24En la matière, lorsque le conducteur victime a commis une faute, la jurisprudence exclut son droit à réparation en se référant à la qualification de « cause exclusive de l’accident »697.
25Dans les premières années d’application de la réforme, les Tribunaux ont oscillé entre deux conceptions de la notion de cause exclusive. Certaines décisions estimaient que la faute du conducteur victime devait être qualifiée de cause exclusive lorsqu’elle présentait pour l’autre conducteur les caractères de la force majeure698. D’autres décisions conféraient une certaine autonomie à la notion de cause exclusive en n’exigeant pas sa qualification au regard des critères de la force majeure699, au point que pendant un temps, la notion de cause exclusive fut placée sous les feux de l’actualité jurisprudentielle, tant il semblait qu’elle se détachait de la force majeure700. Cependant, une doctrine majoritaire était hostile à ce courant jurisprudentiel qui réservait au conducteur victime, un sort beaucoup moins enviable que celui d’une victime de droit commun. C’est ainsi qu’en 1997701, la Chambre mixte de la Cour de cassation a précisé que pour que la réparation du préjudice subi par un conducteur soit réduite ou exclue, ce dernier devait avoir commis une faute ayant contribué à la réalisation de ce dommage. Cette décision a conduit M. Leduc a précisé que « finalement, l’histoire de la jurisprudence relative à l’article 4 de la loi du 5 juillet 1985 aura été celle du refoulement inexorable de la cause exclusive, à laquelle le juge avait malencontreusement fait appel »702. Le graphisme703 (Figure III), fait apparaître que le comportement du conducteur fautif repose sur deux notions majeures, et il ne semble pas que, dans ce domaine, la cause exclusive subisse un quelconque « refoulement » de la part des juges.

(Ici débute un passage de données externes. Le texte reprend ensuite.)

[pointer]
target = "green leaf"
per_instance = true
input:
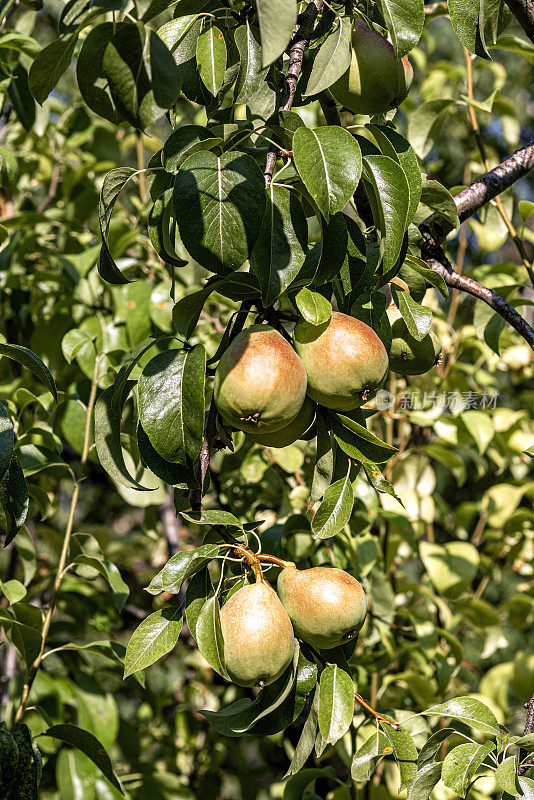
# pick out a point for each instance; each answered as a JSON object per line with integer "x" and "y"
{"x": 424, "y": 782}
{"x": 436, "y": 197}
{"x": 405, "y": 20}
{"x": 218, "y": 202}
{"x": 185, "y": 141}
{"x": 142, "y": 74}
{"x": 467, "y": 20}
{"x": 404, "y": 751}
{"x": 251, "y": 73}
{"x": 506, "y": 776}
{"x": 155, "y": 637}
{"x": 211, "y": 57}
{"x": 111, "y": 574}
{"x": 366, "y": 758}
{"x": 329, "y": 161}
{"x": 28, "y": 359}
{"x": 324, "y": 461}
{"x": 333, "y": 57}
{"x": 418, "y": 318}
{"x": 307, "y": 737}
{"x": 277, "y": 20}
{"x": 108, "y": 442}
{"x": 14, "y": 500}
{"x": 89, "y": 745}
{"x": 336, "y": 703}
{"x": 432, "y": 745}
{"x": 180, "y": 567}
{"x": 358, "y": 442}
{"x": 25, "y": 785}
{"x": 392, "y": 196}
{"x": 335, "y": 510}
{"x": 468, "y": 710}
{"x": 199, "y": 590}
{"x": 9, "y": 756}
{"x": 314, "y": 307}
{"x": 398, "y": 148}
{"x": 114, "y": 182}
{"x": 7, "y": 440}
{"x": 49, "y": 65}
{"x": 13, "y": 591}
{"x": 280, "y": 248}
{"x": 461, "y": 763}
{"x": 171, "y": 403}
{"x": 209, "y": 636}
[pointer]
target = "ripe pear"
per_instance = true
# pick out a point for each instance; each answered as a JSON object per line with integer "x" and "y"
{"x": 258, "y": 638}
{"x": 260, "y": 382}
{"x": 326, "y": 605}
{"x": 408, "y": 356}
{"x": 375, "y": 81}
{"x": 291, "y": 432}
{"x": 345, "y": 360}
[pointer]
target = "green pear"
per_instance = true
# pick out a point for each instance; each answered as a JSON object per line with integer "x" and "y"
{"x": 408, "y": 356}
{"x": 345, "y": 360}
{"x": 326, "y": 605}
{"x": 258, "y": 637}
{"x": 291, "y": 432}
{"x": 375, "y": 81}
{"x": 260, "y": 382}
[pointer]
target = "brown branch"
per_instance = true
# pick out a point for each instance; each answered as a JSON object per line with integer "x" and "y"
{"x": 471, "y": 199}
{"x": 523, "y": 11}
{"x": 438, "y": 261}
{"x": 529, "y": 728}
{"x": 296, "y": 56}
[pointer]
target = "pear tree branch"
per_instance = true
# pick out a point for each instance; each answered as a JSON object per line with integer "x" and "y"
{"x": 523, "y": 11}
{"x": 297, "y": 47}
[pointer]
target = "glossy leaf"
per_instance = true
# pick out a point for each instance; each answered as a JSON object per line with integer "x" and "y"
{"x": 218, "y": 202}
{"x": 171, "y": 403}
{"x": 329, "y": 161}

26Pour exclure de tout droit à réparation le conducteur fautif, la Cour de cassation704 utilise la notion de « cause exclusive de l’accident » dans près de 90 % des cas - soit 63 arrêts sur 71 qui concernent le refus d’indemnisation -. La Cour de cassation qualifie parfois improprement le comportement du conducteur comme « cause exclusive du dommage », alors qu’il serait plus exact, en matière d’exclusion de réparation, de le qualifier de « cause exclusive de l’accident ». Toute référence au dommage, dans cette hypothèse, est insuffisante. En effet, le dommage causé ou subi n’est qu’une composante de la circonstance accidentelle. Ainsi, pour être exclusive de tout droit à réparation, la faute du conducteur doit avoir été génératrice de l’accident dans sa globalité et non simplement d’un dommage. Par là même, l’accident doit se comprendre comme la combinaison des dommages.

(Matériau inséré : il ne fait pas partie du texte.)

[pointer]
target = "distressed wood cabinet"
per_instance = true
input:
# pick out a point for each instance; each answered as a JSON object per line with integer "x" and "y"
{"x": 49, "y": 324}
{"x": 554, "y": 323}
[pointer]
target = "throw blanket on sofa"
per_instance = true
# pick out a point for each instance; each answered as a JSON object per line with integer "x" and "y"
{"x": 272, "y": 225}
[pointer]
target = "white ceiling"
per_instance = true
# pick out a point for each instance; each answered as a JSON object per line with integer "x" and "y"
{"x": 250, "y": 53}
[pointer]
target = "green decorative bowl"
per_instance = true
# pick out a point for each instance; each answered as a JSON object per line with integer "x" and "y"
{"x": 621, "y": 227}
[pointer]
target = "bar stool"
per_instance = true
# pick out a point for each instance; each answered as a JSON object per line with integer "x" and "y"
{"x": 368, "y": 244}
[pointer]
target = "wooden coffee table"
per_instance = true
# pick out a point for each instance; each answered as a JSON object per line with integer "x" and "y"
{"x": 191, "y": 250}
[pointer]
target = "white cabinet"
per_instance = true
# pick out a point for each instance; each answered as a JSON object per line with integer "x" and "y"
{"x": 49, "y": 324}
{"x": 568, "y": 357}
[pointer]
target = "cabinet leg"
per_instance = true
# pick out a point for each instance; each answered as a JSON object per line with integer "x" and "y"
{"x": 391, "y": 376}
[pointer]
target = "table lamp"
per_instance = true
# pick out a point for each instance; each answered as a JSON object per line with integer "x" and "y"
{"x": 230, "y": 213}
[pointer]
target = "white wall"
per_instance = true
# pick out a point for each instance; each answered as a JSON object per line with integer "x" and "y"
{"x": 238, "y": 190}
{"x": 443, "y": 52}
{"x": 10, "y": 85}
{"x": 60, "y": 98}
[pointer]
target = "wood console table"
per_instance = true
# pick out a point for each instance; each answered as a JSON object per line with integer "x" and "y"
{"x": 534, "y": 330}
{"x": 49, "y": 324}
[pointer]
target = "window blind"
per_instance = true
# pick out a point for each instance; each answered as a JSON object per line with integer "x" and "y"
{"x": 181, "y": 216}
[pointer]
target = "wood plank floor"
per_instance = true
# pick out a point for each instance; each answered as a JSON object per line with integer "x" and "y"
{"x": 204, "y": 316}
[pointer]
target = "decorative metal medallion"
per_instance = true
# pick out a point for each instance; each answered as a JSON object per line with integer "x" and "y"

27C’est pourquoi, s’agissant de limiter la réparation du conducteur fautif, ont doit approuver la notion de « cause partielle du dommage » à laquelle se réfère la jurisprudence. Telle est l’attitude adoptée par la Cour de cassation, qui dans 85 % des litiges relatifs à ce cas de figure - soit 33 arrêts sur 39 - procède à cette qualification idoine. Comme précédemment, on notera la même résurgence erronée de la notion de « cause partielle de l’accident » lorsqu’il s’agit de statuer sur la limitation de la réparation due au conducteur fautif.

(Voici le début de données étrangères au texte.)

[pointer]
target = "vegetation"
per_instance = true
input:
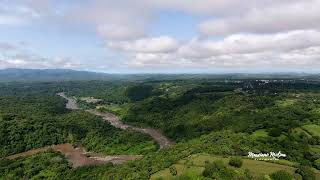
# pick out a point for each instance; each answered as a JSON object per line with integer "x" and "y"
{"x": 281, "y": 175}
{"x": 215, "y": 123}
{"x": 236, "y": 162}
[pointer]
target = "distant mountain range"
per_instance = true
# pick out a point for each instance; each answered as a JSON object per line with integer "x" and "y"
{"x": 7, "y": 75}
{"x": 46, "y": 75}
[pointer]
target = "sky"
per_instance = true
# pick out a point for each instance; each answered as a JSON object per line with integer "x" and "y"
{"x": 161, "y": 36}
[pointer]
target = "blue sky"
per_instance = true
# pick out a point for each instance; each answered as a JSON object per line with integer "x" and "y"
{"x": 161, "y": 36}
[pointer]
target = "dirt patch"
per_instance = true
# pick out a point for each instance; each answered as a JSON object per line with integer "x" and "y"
{"x": 77, "y": 156}
{"x": 115, "y": 121}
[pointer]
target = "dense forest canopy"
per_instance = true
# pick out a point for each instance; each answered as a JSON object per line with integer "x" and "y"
{"x": 209, "y": 118}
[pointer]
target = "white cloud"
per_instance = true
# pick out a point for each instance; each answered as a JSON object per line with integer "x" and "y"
{"x": 162, "y": 44}
{"x": 295, "y": 49}
{"x": 267, "y": 19}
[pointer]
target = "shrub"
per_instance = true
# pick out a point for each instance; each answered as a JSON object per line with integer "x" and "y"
{"x": 173, "y": 171}
{"x": 317, "y": 163}
{"x": 275, "y": 132}
{"x": 306, "y": 173}
{"x": 217, "y": 170}
{"x": 281, "y": 175}
{"x": 236, "y": 162}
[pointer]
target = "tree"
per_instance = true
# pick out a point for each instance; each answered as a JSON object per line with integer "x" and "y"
{"x": 281, "y": 175}
{"x": 173, "y": 171}
{"x": 236, "y": 162}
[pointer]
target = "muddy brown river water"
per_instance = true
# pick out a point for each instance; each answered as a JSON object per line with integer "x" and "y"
{"x": 79, "y": 157}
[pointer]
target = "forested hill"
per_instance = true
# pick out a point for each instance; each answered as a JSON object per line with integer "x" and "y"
{"x": 7, "y": 75}
{"x": 46, "y": 75}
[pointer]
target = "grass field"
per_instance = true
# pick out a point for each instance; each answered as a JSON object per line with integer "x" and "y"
{"x": 195, "y": 165}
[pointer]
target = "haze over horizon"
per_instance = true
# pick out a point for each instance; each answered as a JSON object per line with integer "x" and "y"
{"x": 161, "y": 36}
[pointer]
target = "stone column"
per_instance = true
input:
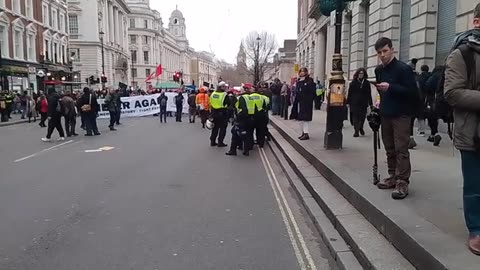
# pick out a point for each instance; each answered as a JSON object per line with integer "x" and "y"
{"x": 312, "y": 59}
{"x": 322, "y": 54}
{"x": 111, "y": 28}
{"x": 116, "y": 26}
{"x": 423, "y": 34}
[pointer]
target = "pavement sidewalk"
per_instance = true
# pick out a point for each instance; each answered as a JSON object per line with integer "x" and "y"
{"x": 16, "y": 119}
{"x": 432, "y": 215}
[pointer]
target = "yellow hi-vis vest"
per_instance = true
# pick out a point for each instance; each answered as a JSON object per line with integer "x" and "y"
{"x": 258, "y": 100}
{"x": 320, "y": 91}
{"x": 217, "y": 100}
{"x": 249, "y": 103}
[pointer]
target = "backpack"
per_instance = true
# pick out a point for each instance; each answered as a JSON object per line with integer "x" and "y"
{"x": 163, "y": 102}
{"x": 441, "y": 107}
{"x": 59, "y": 108}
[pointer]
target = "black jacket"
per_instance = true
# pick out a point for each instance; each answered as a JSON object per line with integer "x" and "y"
{"x": 53, "y": 101}
{"x": 85, "y": 99}
{"x": 359, "y": 95}
{"x": 305, "y": 94}
{"x": 402, "y": 98}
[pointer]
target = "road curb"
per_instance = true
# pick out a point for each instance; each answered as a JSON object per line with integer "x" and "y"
{"x": 6, "y": 124}
{"x": 332, "y": 212}
{"x": 422, "y": 243}
{"x": 337, "y": 247}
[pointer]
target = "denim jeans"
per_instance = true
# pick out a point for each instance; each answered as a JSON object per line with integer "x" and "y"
{"x": 471, "y": 190}
{"x": 275, "y": 104}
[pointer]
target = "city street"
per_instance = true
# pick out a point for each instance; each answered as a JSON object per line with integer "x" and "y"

28202 - Le non-conducteur fautif. La seule disposition de la loi du 5 juillet 1985 qui exige de la jurisprudence une analyse de la notion de cause exclusive est l’article 3, alinéa 1er. Selon ce texte, les piétons et autres non-conducteurs victimes d’un dommage imputable à l’accident voient leur responsabilité engagée dans l’unique hypothèse où ils auraient commis une « faute inexcusable, cause exclusive de l’accident ». Cependant, les tribunaux, pour qualifier cette faute, passent parfois par l’analyse des caractères de la force majeure alors qu’ils ne sont pas nécessairement visés de manière cumulative705. L’appréciation de la faute de la victime au regard des caractères de la force majeure s’explique, comme nous l’avons déjà précisé, par le fait que les accidents de la circulation qui dépendent aujourd’hui de la loi du 5 juillet 1985, relevaient antérieurement de l’article 1384, alinéa 1er, du Code civil. Or, dans le régime de droit commun de la responsabilité délictuelle du fait des choses, la victime fautive ne se voyait privée de son droit à indemnisation que si la faute qui lui était reprochée revêtait les traits de la force majeure. Le législateur de 1985 ne pouvait accorder à la victime non-conductrice une protection moindre que celle dont le droit commun la dotait antérieurement, le qualificatif de faute inexcusable706 n’étant mentionné que pour fournir « le supplément de protection spécifique offert par le texte spécial »707.
29203 - Achoppement. Toutefois, bien que le droit commun et le droit spécial issus de la réforme de 1985 semblent assurer la complémentarité des régimes de protection des victimes fautives, on rencontre des situations de fait donnant lieu à des décisions profondément illogiques. Ainsi, un arrêt rendu par la deuxième Chambre civile de la Cour de cassation en 1996708 a-t-il exonéré totalement de sa responsabilité la société gardienne d’un tramway, lequel avait mortellement blessé un piéton, qui traversait sans précaution la chaussée en franchissant la haie du terre-plein de séparation. Pourquoi cette solution est-elle illogique ? En l’espèce, la loi du 5 juillet 1985 était inapplicable car le tramway circulait sur une voie propre au sens de l’article 1er de cette loi, et le litige relevait, par conséquent de l’article 1384, alinéa 1er, du Code civil. Cette solution est illogique car, quelques centimètres plus loin, ce même piéton renversé par une automobile, aurait recouvré son droit à indemnisation (ou plus précisément en l’espèce ses ayants droit)709 En effet, au regard de la jurisprudence en matière d’accidents de la circulation, sa faute n’aurait pas été qualifiée d’inexcusable. De telles décisions, qui jalonnent le droit de la responsabilité civile, ont pu susciter des remarques désabusées de la part d’auteurs tels que M. Chabas710, qui observe : « La fatalité assignera à la victime d’un train un sort radicalement distinct de celui réservé à la victime d’un cyclomoteur, mais identique au sort de la victime d’une bicyclette ou d’une scie mécanique. Où est la logique ? Où est l’équité dans l’ensemble ? ».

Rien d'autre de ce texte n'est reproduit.